I didn’t enjoy Crewel very much. I desperately wanted to because the idea of Spinsters being the most valuable people in this misogynistic, male-centric world seemed very interesting. Crewel’s strength lies in its absolute originality – however, I had guessed the plot twist pretty early on. I found the writing very jagged and jerky, and could not follow character motivations or logic in either their conversations or their actions. I was consistently confused about the whole concept of weaving both on the loom and off it. The love triangle was also a giant waste of space. I would have preferred it if Adelice had feelings for only one of the boys, not both of them, and I didn’t like the plot twist involving them, either.
Adelice for the most part was a likeable enough heroine. She suffered from ‘speshul snowflake’ syndrome, because of course she is the most beautiful and desirable and valued person ever to enter Spinsterhood. I didn’t like how she kept pushing her luck and being punished and quite thoroughly helpless – I knew from the start – as did every character in the book bar herself – that she was going to end up the most powerful character, and she carried a lot of that with her, but her helplessness really annoyed me.

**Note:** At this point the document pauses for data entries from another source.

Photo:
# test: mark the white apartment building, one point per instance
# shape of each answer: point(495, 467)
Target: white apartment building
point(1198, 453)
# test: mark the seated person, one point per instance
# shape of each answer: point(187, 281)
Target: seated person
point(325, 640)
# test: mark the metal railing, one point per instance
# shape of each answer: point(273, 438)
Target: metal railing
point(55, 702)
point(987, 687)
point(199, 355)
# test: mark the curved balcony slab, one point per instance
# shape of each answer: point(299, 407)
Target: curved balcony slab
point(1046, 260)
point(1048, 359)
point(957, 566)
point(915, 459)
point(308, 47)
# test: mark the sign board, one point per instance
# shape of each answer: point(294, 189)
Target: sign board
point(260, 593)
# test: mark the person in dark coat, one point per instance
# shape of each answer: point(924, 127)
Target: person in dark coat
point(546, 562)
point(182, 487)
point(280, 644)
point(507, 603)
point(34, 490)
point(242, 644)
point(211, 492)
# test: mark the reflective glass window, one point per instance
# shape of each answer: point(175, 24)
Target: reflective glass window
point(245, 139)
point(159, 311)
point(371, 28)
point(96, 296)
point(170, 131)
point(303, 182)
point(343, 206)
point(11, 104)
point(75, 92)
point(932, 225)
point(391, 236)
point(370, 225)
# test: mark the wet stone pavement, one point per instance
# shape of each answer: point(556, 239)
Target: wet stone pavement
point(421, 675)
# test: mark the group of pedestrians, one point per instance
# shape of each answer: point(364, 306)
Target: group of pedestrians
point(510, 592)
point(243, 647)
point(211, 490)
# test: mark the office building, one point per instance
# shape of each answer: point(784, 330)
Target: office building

She could have easily changed a lot of things, but let herself get pushed around too much for my liking. I understand that the world of Crewel treats women subserviently (luckily without ever preaching it) but I still found it frustrating and annoying. Give a character all the power in the world and she still metaphorically faints at the slightest pressure? It wasn’t what I enjoy reading. I wanted to read about Adelice’s strengths, not her constant need to be looked after.
In summary, I didn’t exactly hate Crewel, but I was thoroughly disappointed. I wanted more from Adelice, more from the plot. Although I guessed the plot twist and the ending, and it was a somewhat satisfying conclusion, I do not think I will be reading the other books in the series.
An advance reader copy was kindly provided by the publisher.